Келлс посмотрел в лицо, покрытое морщинами — их было особенно много около веселых голубых глаз.
— Зачем? — В этом вопросе не было дерзости, только любопытство.
— Зачем? Ну, так уж принято, когда двое делят трапезу. Так люди знакомятся и могут потом стать друзьями. — Голос у старика был добрый, и в улыбке не замечалось ехидства.
— Меня зовут Быстрая Рука.
— Мать тебя тоже так зовет?
— Нет, она зовет меня Келлс. А все остальные — Быстрая Рука. Вкусное у тебя жаркое, и хлеб мягкий, свежий. Я уж знаю, какой свежий хлеб на вкус. — Келлс слез со скамейки и снова рыгнул. В кухне было тепло и уютно, хорошо бы свернуться на полу у плиты и поспать. Да нельзя — он еще не закончил свое дело. — А когда я смогу увидеть... господина Клая?
— У тебя что, дело к нему?
— Да нет, какое у меня может быть дело. Так... на бедность хотел попросить. — Келлс счел, что нищий все-таки лучше, чем вор или грабитель.
— Так ты просить сюда пришел?
— Ну да. Когда я его увижу?
— Он очень занятой человек. Я сам могу дать тебе пару монеток — и еще миску жаркого.
— Не нужны мне деньги... — Келлс наморщил лоб. — Впрочем, от тебя бы я взял, а вот от него — нет.
— Чего ж ты тогда хочешь? — Кармол сел на скамью.
Келлс придвинулся поближе. Ведь не будет вреда от того, что он откроет свой секрет слуге господина Клая? Старик, глядишь, еще и посодействует ему.
— Мне надо, чтобы он возложил руки на мою мать.
Старик расхохотался, и Келлс сощурился: тут не над чем было смеяться. Кармол, увидев выражение его лица, осекся.
— Извини, парень. Просто ты застал меня врасплох. С чего это тебе захотелось, чтобы мой хозяин... сотворил подобную вещь?
— Потому что я знаю, — понизил голос Келлс. — Я никому не говорил, за тайну можно не опасаться. Но он бы мог уделить немного волшебства и для моей мамы. Мог бы убрать опухоль. Тогда мама снова бы стала ходить и смеяться, начала бы работать и покупать еду.
Улыбка сбежала с лица Кармола, и он ласково положил руку мальчику на плечо.
— Ты веришь, что господин Клай... волшебник?
— Он бог, — прошептал Келлс. Кармол молчал, и мальчик забеспокоился. — Клянусь, я никому не скажу.

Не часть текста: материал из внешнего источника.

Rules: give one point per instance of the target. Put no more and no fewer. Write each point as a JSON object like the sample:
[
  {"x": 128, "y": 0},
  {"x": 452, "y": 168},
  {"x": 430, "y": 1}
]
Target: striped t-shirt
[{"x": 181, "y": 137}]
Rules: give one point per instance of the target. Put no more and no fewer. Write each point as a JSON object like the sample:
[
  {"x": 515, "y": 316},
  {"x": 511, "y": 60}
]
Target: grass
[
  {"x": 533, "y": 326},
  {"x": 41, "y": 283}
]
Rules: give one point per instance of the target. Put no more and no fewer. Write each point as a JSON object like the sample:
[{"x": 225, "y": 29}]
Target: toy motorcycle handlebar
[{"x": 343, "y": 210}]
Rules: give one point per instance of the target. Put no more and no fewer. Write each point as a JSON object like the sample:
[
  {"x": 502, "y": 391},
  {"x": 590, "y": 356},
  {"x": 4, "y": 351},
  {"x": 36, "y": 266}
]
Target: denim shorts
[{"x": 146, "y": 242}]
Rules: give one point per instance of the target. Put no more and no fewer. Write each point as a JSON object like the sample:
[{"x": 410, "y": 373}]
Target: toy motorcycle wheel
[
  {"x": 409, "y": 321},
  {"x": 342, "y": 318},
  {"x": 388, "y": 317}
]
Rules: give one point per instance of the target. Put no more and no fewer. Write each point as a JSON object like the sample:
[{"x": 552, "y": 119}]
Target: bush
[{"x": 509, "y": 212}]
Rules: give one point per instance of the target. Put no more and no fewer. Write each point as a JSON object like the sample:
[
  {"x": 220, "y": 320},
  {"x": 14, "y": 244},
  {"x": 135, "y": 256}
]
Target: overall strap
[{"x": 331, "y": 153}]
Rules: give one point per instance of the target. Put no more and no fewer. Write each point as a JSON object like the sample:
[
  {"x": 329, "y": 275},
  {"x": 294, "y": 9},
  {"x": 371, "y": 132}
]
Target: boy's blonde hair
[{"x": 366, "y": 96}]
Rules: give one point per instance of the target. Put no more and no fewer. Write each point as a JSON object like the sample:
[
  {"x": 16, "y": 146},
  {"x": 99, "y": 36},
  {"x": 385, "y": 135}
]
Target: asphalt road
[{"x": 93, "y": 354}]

— Откуда же ты это взял, юный Келлс?
— Я сам видел, как он совершил чудо — в прошлом году. Мама привела к себе... друга, вот я и сидел в нашем переулке под навесом. Была гроза, молнии так и сверкали. Одна ударила прямо в переулок, и я услышал громкий треск. Чье-то тело подкатилось ко мне и стукнулось о стену. Я выскочил наружу. Это была Длинная Тэсс — она мамина напарница и работает на Длинной улице. Шла, видно, домой, а молния попала в нее и убила наповал. Я пощупал ее шею — жилка не билась. Приложил ухо к груди — и сердце не бьется. Тут подъехала карета, и я шмыгнул обратно в укрытие — подумают еще, что это я ее убил. Гляжу, господин Клай выскакивает из экипажа и подходит к Тэсс. Он тоже потрогал ее шею, послушал сердце... а потом сделал это. — Дыхание Келлса участилось под действием воспоминаний, и сердце стучало вовсю. — Он наклонился и поцеловал ее! Я глазам своим не поверил. Поцеловал мертвую, прямо в губы — как любовник. И знаешь, что случилось потом?
— Нет. Скажи.
— Она застонала — и ожила. Тогда я все понял. Но ничего не сказал — даже Тэсс. У нее остались ожоги на ногах, и одна сережка расплавилась и приварилась к коже. Но даже Тэсс не знает, что воскресла из мертвых.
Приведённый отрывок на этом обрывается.